If you want to support a non-robot author, please consider subscribing to this newsletter or checking out my science fiction novel The Body Scout, which The New York Times called “Timeless and original…a wild ride, sad and funny, surreal and intelligent” and Boing Boing declared “a modern cyberpunk masterpiece.”
All of this. As a content copywriter by day and novelist by night, I'm more worried about the imminent safety of my day job than anything. With the current state of AI, I'm not in danger...but there are plenty of people just starting out who are, and these tools are progressing in quality at frightening speeds.

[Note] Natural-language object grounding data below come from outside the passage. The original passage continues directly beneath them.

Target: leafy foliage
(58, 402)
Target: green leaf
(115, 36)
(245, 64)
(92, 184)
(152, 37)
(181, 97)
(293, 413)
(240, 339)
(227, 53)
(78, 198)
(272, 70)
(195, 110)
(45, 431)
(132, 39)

Right now I have strengths the bots don't, like a capacity of empathy with a reader, an understanding of strategy, rhetorical tools to elicit certain emotions, etc. ...but that's not to say those qualities are *impossible* for an AI to "learn" if people keep leaning into and investing in that. And that's very frightening.
Like you say...we're between a rock and a hard place on this. Writing fiction doesn't pay the bills, and creating web content won't last forever if clients decide "good enough" is worth the $0 price tag. So where do we go next? idk, and I don't like thinking too long about it or I start feeling real not-great.
"Humans care about the humanity of art."
I put it in similar words recently myself. This was a lovely read, thanks!